Poseł Prawa i Sprawiedliwości wystosował także list do rektora Janusza Ostoi-Zagórskiego, w który pisze – Zdejmowanie krzyży kojarzy się Polakom z czasami komunizmu, kiedy bezwzględnie walczono z Kościołem, a katolicy byli szykanowani i traktowani jako obywatele drugiej kategorii. Chyba nie chce Pan Profesor, aby Uniwersytet Kazimierza Wielkiego był uważany za ekspozyturę partii Janusza Palikota, bo tylko jego ugrupowanie uznaje walkę z krzyżem za podstawowy cel swojej działalności.

 

Wspólne oświadczenie w tej sprawie wystosowały także środowiska prawicowe (między innymi Solidarni 2010, Klub Gazety Polskiej, Narodowa Bydgoszcz, Młodzież Wszechpolska) – Uważamy, że ta postawa Pana Rektora nie ma nic wspólnego ze świecką wizją świata, a jest przejawem fundamentalistycznego ateizmu. To, co wprowadza prof. Janusz Ostoja-Zagórski na terenie Uniwersytetu, którym zarządza, jest stosowane wobec chrześcijan w krajach arabskich i nie ma nic wspólnego z tolerancją ani szacunkiem wobec kultury i tradycji. Jest to tym bardziej przykre, że Rektor Uniwersytetu Kazimierza Wielkiego jest archeologiem i profesorem nauk humanistycznych, więc doskonale pojmuje rolę chrześcijaństwa w kulturze i historii Narodu Polskiego.
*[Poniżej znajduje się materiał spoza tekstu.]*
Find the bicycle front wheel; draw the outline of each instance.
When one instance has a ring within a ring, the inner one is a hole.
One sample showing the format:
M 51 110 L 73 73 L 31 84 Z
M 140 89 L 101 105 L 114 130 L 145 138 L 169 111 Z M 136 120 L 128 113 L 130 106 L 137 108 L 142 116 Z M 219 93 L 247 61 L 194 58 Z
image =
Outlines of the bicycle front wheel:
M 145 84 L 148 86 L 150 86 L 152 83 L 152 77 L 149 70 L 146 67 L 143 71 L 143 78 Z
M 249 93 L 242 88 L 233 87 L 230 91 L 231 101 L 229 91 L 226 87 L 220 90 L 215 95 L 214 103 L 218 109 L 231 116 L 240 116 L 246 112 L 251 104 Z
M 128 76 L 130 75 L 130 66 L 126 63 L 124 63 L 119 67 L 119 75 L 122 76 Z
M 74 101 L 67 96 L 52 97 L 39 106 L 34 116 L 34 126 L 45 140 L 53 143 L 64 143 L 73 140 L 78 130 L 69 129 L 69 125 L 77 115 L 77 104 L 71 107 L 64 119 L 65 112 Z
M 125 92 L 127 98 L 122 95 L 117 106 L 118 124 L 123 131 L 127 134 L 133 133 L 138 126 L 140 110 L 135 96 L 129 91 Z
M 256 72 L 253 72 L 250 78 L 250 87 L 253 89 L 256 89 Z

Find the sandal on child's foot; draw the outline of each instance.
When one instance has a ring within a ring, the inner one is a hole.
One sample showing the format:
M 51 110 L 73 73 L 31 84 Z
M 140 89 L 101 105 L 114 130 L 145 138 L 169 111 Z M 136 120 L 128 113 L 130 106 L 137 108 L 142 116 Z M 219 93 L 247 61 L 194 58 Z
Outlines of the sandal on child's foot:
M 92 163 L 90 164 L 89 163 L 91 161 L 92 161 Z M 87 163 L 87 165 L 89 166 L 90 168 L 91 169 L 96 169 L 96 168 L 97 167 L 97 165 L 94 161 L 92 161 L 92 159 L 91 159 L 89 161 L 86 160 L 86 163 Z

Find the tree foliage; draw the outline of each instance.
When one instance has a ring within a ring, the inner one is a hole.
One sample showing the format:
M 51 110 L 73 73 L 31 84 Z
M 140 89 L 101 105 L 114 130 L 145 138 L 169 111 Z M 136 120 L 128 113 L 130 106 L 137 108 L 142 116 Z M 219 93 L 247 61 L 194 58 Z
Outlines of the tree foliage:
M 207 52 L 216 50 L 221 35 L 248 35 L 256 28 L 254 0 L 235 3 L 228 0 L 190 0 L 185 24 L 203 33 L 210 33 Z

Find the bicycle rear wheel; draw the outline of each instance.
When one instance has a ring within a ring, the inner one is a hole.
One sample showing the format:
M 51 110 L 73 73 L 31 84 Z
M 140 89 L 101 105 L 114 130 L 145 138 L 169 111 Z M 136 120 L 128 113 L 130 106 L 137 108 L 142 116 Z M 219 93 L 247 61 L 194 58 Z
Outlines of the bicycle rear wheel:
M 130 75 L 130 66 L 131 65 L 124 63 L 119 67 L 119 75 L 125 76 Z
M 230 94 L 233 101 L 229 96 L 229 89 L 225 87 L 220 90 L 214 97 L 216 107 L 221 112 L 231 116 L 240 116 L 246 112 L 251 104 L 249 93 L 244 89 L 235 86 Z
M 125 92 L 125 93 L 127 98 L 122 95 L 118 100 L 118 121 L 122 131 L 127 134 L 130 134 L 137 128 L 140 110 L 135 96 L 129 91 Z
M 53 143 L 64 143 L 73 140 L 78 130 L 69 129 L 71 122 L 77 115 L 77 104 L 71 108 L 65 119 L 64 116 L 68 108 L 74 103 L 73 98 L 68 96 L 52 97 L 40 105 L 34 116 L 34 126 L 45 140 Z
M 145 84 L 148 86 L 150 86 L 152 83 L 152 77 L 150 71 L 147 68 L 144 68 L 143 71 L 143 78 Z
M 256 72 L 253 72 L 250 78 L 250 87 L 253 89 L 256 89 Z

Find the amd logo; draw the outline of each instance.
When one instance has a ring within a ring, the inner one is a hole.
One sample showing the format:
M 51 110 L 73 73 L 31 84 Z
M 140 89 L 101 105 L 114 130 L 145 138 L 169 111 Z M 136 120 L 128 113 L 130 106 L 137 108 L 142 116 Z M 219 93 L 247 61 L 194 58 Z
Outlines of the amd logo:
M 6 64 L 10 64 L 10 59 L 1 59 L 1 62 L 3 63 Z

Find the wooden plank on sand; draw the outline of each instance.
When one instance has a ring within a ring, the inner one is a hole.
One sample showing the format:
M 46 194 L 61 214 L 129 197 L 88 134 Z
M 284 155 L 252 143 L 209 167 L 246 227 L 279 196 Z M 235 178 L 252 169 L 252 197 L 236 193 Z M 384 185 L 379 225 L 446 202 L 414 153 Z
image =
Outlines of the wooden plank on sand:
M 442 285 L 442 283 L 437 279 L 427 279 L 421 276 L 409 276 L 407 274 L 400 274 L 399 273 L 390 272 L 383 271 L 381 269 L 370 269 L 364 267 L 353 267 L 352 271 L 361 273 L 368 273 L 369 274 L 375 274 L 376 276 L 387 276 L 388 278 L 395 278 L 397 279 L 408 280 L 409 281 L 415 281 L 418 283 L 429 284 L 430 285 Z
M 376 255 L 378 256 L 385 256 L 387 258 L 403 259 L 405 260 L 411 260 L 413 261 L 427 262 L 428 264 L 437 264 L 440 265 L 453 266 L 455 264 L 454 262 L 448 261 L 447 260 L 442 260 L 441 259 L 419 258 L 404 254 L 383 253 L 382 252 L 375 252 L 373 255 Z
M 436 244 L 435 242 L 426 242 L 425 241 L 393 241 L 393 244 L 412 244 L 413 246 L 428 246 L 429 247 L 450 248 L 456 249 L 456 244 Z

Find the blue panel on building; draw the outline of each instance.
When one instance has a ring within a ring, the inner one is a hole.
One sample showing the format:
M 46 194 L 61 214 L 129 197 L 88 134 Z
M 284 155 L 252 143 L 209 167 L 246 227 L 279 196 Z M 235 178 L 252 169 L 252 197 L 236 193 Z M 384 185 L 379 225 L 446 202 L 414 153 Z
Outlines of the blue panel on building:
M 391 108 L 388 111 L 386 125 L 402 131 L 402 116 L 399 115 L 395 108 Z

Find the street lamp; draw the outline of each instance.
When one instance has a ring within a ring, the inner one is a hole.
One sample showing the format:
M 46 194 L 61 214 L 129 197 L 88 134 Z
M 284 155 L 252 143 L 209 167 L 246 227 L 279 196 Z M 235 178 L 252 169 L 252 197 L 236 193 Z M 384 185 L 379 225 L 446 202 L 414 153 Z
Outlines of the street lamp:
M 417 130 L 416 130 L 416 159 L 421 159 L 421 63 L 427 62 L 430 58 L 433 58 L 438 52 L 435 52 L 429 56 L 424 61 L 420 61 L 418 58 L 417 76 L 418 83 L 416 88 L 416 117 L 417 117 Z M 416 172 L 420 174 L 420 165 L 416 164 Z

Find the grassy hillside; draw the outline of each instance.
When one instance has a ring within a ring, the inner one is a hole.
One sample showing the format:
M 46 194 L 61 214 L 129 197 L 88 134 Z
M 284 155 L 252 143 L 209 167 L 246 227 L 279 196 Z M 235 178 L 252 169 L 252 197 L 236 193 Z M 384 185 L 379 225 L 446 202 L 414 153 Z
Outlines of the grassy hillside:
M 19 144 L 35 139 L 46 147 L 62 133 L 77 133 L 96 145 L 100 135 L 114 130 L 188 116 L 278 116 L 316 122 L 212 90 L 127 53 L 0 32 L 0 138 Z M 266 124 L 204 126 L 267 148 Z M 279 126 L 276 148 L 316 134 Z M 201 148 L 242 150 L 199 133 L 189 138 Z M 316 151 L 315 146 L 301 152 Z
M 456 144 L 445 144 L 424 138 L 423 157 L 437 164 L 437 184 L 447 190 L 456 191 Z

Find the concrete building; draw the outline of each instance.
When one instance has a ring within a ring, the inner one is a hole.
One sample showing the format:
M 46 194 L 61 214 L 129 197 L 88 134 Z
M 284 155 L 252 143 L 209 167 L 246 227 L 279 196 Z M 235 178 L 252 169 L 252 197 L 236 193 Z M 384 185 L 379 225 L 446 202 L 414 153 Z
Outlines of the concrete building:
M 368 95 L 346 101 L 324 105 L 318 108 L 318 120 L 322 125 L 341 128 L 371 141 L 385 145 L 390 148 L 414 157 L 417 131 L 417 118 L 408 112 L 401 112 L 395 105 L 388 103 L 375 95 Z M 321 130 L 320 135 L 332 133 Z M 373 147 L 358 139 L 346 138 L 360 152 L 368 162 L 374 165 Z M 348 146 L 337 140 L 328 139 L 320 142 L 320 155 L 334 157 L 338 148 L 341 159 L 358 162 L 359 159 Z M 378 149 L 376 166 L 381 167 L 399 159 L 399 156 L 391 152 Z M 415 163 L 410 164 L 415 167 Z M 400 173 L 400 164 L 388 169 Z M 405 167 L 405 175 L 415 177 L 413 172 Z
Wzywamy więc Pana Rektora do zmiany decyzji w sprawie obecności symboli religijnych w sali Senatu uczelni – czytamy – Panie Rektorze, patron uczelni, której Pan przewodzi nigdy nie zdjąłby krzyża w swojej sali tronowej, ani nie usunąłby symboli chrześcijańskich z insygniów swojej władzy! Nie musi Pan wierzyć w krzyż jako symbol najwyższego poświęcenia dla drugiego człowieka, ale dlaczego Pan odbiera swoim pracownikom poczucie, że Ktoś nad nimi czuwa, gdy podejmują ważne decyzje dla uczelni, a przez to dla całej Bydgoszczy.

 

Nie rozumiem podejścia posła Kownackiego – dziwi się Jakub Brągiel  z Ruchu Palikota – Równie dobrze można by stwierdzić, że Bydgoszcz stała się miastem PiS-u za sprawą miesięcznic katastrofy w Smoleńsku, wywieszania propagandowych plakatów na pomniku na Starym Rynku i w wielu innych miejscach. Janusz Palikot zapewne nie naciskał na rektora, aby ten usunął symbole religijne z publicznej, niekatolickiej uczelni.